In a mere three weeks, the Chamber dropped an additional $1.7 million on elections spending, bringing its total so far for the 2016 election cycle to more than $5.4 million. This total has pushed it up one place on the list of largest outside spenders to the number eleven spot. It remains the largest outside spender on congressional races and remains the largest outside spender that does not disclose any information about its donors. That’s right, voters have no way of knowing who is behind the deluge of Chamber-funded ads supporting or opposing House and Senate candidates in the nine states in which it has so far been active.
So where has the Chamber been making it rain since we last checked in? The Chamber has flooded the Indiana airwaves with $1 million on behalf of Republican Senate candidate Todd Young. And the Chamber has continued to drown the Ohio airwaves with another $700,000 in spending against Democratic Senate candidate Ted Strickland, bringing the total amount the Chamber has spent against Strickland to just shy of $1.3 million.
The Chamber’s latest shower of money follows its already established pattern of hyper-partisanship. It has still not spent a single cent opposing a Republican candidate or supporting a Democratic candidate. Now some might be tempted to interject that it’s only logical that the Chamber would support Republican candidates since the Republican Party supposedly represents the best interests of business and the Democratic Party doesn’t. This of course would be wrong.
A recent summary of opinion polling reveals that business leaders actually support many Democratic policy proposals, including raising the minimum wage, paid sick leave, and predictive scheduling for employees. And contrary to what the Chamber would have you believe, replacing the Affordable Care Act (ACA) was not as high on business leaders’ list of priorities as was simply keeping healthcare costs low for families. So if business leaders themselves hold nuanced views about policy and indeed support many progressive policy proposals, why then does the Chamber only spend money to help Republican candidates get elected?
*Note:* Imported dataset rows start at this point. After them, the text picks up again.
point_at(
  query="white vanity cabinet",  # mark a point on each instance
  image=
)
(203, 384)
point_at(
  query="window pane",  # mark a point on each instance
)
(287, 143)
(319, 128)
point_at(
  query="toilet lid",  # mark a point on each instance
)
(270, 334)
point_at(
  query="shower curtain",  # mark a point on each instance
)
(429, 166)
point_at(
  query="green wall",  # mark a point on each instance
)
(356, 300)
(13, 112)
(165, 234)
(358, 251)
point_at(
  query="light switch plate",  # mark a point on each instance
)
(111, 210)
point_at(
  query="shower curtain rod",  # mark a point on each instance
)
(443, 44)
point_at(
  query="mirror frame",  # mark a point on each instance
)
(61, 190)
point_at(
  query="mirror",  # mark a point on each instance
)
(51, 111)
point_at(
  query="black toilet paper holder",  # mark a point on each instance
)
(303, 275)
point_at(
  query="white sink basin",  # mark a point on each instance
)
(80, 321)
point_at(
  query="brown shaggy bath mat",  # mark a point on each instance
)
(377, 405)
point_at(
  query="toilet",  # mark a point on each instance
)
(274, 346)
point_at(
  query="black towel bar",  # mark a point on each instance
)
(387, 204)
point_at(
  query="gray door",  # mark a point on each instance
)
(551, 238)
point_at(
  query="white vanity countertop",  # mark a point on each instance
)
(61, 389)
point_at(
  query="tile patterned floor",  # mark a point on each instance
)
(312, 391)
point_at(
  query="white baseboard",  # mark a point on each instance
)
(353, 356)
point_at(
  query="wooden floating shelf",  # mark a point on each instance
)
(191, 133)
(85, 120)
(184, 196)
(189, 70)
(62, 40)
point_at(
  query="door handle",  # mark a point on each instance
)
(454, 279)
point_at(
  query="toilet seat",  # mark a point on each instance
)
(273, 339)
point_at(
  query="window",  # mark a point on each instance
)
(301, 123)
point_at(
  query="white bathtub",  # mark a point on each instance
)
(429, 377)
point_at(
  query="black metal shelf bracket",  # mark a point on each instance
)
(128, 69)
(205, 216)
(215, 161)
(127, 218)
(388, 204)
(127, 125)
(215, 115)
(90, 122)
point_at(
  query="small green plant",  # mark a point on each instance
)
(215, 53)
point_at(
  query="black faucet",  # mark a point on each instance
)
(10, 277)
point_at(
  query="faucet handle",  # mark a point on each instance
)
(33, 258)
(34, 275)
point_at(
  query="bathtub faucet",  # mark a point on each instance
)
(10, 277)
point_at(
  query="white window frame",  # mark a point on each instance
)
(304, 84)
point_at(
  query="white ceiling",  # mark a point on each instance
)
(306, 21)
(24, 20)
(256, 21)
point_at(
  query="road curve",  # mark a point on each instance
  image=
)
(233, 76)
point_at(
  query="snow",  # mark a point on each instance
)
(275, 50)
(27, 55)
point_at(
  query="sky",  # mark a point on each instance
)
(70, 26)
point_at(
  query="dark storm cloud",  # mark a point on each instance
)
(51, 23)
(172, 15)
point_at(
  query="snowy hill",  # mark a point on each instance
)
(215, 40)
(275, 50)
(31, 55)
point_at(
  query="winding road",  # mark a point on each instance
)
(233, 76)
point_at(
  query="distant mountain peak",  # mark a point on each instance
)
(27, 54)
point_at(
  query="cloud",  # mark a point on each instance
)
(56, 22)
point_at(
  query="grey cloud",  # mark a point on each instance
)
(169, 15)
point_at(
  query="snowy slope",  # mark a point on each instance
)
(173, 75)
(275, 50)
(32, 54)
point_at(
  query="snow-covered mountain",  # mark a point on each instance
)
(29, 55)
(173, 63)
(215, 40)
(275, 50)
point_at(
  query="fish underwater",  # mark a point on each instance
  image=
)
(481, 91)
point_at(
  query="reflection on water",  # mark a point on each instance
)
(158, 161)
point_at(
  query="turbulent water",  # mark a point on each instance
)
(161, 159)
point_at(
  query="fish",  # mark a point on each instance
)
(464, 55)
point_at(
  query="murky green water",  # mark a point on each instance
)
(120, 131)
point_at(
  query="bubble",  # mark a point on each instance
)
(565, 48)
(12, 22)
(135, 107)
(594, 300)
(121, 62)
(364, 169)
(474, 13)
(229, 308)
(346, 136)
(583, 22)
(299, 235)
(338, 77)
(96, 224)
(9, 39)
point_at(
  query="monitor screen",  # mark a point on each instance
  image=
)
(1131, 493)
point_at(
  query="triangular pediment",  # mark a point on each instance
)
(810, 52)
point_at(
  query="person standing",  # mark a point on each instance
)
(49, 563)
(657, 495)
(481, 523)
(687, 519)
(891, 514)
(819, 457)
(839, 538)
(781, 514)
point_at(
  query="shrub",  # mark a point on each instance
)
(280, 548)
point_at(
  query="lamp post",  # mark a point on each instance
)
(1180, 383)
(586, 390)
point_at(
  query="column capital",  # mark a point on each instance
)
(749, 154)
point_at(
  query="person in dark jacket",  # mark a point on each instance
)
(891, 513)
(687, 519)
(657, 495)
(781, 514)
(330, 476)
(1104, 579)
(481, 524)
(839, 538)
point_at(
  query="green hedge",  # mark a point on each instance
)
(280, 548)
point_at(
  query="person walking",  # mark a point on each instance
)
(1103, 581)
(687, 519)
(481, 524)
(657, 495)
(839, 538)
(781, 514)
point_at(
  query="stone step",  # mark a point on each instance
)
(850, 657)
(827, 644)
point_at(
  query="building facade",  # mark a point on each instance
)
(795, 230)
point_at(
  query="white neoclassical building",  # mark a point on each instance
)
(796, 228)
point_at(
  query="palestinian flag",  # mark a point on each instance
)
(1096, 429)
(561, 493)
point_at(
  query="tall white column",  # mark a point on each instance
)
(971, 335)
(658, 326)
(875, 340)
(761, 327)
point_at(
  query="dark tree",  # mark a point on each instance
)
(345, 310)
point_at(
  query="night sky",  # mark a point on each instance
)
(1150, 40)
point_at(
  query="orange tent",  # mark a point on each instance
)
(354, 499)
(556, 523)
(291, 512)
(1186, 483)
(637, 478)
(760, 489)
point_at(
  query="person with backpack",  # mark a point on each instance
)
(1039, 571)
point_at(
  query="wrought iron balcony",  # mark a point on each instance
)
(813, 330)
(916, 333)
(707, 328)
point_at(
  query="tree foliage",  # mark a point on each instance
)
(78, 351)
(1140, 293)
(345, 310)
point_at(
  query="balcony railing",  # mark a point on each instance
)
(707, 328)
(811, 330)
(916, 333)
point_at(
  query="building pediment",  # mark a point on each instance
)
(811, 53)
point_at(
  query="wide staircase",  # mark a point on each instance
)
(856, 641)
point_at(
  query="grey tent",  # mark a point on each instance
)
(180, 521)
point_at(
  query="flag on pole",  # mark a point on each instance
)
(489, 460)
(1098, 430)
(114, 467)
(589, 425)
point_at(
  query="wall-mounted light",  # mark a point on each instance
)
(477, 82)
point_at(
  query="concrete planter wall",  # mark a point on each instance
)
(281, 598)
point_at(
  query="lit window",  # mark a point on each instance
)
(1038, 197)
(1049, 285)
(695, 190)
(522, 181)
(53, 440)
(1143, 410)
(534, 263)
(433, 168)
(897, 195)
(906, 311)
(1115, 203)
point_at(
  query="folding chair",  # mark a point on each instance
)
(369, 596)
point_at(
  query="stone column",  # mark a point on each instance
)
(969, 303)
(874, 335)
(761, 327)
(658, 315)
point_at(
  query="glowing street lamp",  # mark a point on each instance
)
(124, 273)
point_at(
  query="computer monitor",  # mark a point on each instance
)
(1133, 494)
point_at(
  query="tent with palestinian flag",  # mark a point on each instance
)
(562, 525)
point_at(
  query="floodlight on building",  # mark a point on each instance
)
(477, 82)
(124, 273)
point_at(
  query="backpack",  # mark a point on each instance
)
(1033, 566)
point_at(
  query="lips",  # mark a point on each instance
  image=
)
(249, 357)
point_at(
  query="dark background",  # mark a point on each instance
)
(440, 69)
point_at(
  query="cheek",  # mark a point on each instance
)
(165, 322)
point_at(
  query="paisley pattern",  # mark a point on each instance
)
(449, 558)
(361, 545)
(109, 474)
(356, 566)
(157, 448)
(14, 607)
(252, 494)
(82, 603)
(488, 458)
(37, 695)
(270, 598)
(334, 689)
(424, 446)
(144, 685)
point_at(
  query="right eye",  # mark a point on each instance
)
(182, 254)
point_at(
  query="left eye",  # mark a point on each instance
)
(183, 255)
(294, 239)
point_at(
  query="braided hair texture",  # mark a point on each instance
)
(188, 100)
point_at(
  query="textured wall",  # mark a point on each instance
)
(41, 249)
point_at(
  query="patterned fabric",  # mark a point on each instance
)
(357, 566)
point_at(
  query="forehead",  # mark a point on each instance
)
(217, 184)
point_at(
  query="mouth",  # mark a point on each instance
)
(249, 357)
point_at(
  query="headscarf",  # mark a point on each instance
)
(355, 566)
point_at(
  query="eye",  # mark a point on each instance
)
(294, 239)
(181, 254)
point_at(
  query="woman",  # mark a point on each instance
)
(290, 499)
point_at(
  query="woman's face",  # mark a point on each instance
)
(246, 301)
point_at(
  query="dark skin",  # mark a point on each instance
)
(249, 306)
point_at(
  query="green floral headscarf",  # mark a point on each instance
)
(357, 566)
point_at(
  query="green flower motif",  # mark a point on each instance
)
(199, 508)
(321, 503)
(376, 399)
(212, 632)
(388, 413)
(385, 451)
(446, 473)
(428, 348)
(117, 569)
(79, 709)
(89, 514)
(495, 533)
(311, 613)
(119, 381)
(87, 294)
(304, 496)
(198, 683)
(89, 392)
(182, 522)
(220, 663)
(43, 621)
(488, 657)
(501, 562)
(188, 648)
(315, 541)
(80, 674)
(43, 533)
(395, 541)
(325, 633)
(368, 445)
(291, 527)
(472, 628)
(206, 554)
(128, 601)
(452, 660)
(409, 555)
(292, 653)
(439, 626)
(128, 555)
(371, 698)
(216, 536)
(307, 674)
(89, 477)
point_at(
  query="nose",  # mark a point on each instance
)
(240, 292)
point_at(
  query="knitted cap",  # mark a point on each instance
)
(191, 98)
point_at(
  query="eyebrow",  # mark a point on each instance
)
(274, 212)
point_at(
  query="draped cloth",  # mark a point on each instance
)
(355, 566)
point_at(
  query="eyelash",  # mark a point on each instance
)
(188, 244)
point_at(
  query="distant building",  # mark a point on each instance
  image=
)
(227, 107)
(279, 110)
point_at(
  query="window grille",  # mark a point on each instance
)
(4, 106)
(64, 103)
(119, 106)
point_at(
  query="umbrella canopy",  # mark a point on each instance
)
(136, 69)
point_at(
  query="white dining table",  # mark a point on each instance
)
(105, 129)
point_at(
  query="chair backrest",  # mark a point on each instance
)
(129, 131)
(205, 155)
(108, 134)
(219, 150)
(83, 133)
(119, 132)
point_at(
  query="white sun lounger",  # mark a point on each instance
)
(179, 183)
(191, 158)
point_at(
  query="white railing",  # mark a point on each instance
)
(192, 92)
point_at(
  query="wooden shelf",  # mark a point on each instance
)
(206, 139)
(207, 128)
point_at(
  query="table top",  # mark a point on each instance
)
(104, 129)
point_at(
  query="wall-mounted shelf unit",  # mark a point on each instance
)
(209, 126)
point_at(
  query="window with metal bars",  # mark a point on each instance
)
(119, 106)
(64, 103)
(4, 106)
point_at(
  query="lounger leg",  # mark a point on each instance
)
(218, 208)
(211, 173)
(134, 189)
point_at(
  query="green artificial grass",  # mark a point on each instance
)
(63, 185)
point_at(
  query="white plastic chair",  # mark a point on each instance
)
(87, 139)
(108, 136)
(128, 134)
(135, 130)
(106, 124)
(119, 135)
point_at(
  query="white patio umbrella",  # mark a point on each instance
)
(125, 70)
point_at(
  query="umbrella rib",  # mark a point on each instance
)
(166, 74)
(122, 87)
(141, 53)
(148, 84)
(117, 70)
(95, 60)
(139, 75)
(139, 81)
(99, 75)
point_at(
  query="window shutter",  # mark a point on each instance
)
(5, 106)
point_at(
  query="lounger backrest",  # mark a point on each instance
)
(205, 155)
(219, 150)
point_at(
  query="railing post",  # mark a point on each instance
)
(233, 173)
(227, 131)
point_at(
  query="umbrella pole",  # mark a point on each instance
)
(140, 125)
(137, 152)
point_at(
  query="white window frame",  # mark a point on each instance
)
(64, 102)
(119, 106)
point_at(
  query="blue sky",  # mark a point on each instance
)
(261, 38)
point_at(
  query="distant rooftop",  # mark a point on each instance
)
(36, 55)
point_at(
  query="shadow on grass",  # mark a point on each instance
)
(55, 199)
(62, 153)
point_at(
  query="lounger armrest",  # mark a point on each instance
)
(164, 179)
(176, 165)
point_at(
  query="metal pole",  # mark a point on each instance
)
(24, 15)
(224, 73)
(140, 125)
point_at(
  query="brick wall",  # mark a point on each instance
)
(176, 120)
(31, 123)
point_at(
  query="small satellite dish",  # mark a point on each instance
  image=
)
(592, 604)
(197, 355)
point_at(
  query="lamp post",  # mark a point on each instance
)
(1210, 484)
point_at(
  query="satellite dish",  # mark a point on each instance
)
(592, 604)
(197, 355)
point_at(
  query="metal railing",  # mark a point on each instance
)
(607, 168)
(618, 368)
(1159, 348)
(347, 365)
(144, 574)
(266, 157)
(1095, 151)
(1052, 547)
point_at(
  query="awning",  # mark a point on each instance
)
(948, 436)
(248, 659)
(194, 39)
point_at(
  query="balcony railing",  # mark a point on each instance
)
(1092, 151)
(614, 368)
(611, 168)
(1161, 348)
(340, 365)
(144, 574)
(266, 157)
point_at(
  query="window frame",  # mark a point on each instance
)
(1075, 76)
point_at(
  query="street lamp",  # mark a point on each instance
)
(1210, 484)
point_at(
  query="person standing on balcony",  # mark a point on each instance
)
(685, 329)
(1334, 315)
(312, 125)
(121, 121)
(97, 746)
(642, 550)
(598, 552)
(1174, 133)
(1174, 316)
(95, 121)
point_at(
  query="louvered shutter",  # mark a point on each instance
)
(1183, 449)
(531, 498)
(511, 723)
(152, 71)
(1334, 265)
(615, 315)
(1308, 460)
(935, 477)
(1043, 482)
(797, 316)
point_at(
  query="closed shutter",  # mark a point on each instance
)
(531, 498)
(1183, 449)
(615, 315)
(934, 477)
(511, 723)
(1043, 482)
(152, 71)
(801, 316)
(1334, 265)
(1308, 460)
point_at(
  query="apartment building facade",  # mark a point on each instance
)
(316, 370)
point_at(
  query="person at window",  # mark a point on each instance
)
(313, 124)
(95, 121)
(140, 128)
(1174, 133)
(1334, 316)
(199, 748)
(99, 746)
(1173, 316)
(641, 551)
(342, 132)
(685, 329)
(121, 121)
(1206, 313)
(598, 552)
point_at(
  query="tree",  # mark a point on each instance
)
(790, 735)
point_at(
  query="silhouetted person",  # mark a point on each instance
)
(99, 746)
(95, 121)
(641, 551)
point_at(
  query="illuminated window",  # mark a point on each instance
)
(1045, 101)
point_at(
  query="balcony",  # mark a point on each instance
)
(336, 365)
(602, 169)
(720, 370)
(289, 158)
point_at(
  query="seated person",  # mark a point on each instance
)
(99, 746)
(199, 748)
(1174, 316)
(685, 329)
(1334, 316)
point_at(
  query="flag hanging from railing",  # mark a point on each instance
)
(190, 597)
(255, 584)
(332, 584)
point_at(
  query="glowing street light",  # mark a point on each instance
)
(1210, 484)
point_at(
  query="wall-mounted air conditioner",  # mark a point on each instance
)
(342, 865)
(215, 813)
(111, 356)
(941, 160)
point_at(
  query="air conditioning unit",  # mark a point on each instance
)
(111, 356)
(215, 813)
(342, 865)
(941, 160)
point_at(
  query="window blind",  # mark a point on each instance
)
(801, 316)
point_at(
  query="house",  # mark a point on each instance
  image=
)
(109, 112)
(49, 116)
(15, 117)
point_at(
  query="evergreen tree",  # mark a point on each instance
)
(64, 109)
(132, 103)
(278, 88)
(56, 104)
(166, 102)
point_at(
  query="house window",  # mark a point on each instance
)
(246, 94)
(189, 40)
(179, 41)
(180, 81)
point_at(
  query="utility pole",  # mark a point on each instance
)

The Chamber’s one-sided, overly partisan election spending suggest that instead of representing all American businesses as it claims, the Chamber actually represents the narrow interests of a few industries. Its unwavering opposition to the ACA does not reflect a business consensus to this effect but rather reflects the priorities of the health insurance industry, which reportedly has given the Chamber more than $86 million to oppose the ACA. Similarly, its opposition to an increase in the minimum wage may reflect the opposition of the fast food and retail industries, both of which employ millions of low wage workers. And of course the Chamber’s opposition to legislative and regulatory efforts to fight climate change may be explained by the influence of the fossil fuel industry.
Lost in the Chamber’s flood of partisan political spending are the more nuanced views of the majority of business executives. Likewise, the Chamber’s hyper-partisan outlook also ignores the priorities of small business, green energy, sustainable business, and a whole host of other sectors.
One often hears that April showers bring May flowers, but unfortunately in this case, the Chamber’s torrent of election spending, should it succeed in getting its preferred candidates elected, will only bring about policies that not only hurt everyday Americans, but also run counter the policy priorities of a majority of business leaders. Unfortunately, the weather forecast for Capitol Hill is unlikely to change before the election; the Chamber will continue to make it rain, in the hope that it will be able to drown out the voices of average Americans, and even many of the business leaders it claims to represent.